Non contento, ho pensato che questo segno fosse uno di quei casi nel quale il radar cattura una falsa traccia. Ho pertanto elaborato una strategia per vedere se gli investitori intenzionati a rendere i loro portafogli più circolari vedessero la differenza.
L’obbiettivo è quello di dare risorse alle aziende che hanno intenzione di abbattere la generazione di rifiuti e vendere azioni di quelle che sono diventate verdi. Questa è una tipica strategia per la costruzione di portafogli verdi. Comparando i risultati tra portafoglio con in imprese Ocse e quello di imprese non-Ocse, il risultato è quello in figura.

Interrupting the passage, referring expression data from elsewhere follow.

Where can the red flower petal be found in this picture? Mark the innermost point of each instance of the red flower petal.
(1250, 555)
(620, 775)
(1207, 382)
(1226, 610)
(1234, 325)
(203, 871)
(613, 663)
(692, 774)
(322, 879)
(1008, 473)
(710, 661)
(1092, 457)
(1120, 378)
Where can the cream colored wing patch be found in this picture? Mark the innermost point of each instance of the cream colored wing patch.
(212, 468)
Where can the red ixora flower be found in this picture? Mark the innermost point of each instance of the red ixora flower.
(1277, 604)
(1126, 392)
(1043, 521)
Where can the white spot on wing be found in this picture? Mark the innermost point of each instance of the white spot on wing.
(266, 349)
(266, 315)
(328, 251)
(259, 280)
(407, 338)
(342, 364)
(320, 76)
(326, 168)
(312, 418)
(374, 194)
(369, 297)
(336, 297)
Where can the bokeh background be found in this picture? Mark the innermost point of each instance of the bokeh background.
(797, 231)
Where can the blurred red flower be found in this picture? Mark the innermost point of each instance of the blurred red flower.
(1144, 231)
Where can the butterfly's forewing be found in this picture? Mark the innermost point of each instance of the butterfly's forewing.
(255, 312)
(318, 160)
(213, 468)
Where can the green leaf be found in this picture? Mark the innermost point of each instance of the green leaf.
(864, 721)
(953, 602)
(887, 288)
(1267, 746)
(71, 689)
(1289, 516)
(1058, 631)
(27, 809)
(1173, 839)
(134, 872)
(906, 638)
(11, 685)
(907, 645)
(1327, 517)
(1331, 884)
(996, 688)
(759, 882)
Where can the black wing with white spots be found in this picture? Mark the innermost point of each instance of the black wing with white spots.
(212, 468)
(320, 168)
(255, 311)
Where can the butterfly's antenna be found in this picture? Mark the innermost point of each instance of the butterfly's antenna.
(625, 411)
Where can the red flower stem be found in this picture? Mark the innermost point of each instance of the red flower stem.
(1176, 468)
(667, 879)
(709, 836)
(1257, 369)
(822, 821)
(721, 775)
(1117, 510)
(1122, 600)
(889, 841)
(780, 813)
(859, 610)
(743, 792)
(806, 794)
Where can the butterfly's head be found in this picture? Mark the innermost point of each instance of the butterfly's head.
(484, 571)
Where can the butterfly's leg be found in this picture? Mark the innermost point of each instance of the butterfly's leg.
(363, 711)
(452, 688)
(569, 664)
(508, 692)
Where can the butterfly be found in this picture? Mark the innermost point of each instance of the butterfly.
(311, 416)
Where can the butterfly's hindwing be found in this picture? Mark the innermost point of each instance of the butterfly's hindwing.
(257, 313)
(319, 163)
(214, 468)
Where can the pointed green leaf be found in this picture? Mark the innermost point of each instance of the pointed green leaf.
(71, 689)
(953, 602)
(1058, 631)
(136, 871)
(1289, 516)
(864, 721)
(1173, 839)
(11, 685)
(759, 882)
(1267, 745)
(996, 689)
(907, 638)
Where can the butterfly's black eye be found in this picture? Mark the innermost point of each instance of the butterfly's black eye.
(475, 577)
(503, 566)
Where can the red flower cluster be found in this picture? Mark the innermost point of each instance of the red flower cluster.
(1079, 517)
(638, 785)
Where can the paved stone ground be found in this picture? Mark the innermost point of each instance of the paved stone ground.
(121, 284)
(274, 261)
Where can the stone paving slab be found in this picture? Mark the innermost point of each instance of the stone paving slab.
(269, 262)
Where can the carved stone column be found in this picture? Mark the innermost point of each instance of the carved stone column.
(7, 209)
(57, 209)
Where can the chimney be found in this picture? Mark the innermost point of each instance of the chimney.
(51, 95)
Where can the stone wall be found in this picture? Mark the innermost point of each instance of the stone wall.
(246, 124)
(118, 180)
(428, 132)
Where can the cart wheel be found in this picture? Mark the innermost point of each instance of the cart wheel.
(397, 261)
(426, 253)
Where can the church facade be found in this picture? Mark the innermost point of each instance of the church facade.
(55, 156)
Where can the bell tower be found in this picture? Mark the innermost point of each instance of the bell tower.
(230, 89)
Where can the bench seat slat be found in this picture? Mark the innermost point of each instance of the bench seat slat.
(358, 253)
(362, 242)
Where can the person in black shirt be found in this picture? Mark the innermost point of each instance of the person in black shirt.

Il portafoglio chiamato tecnicamente Bmg (Brown-minus-green) dell’Ocse ha performato notevolmente meglio di quello non-Ocse. Un tecnico della finanza potrebbe pensare che il primo sia stato influenzato da una crescita generale del sistema, quindi non sarebbe sorprendente. Sarebbe però in errore, in quanto le borse asiatiche ed extra-Ocse sono state roboanti in questi anni. Pertanto, è più probabile che usare le performance ambientali in paesi dove la regolamentazione è meno stringente non favorisca gli investitori verdi.
La questione da un punto di vista di politiche dovrebbe essere interpretata in tale modo. Nel momento in cui nuove regolamentazioni prenderanno il sopravvento nei paesi in via di sviluppo, il meccanismo virtuoso inizierà come nell’Ocse: le aziende con una maggiore propensione ad inquinare e produrre rifiuti perderanno i fondi per aggiustare il proprio operato. Il risultato è che investitori meno attenti e aziende meno trasparenti potrebbero essere danneggiate considerevolmente.
Possiamo quindi dire che la finanza rappresenta un attore estremamente utile nella transizione verde, se le leggi e le regolamentazioni favoriscono chi abbraccia la circolarità. Le aziende quotate saranno infatti premiate con fondi aggiuntivi, garantendo benefici per consumatori e lavoratori, non solo azionisti.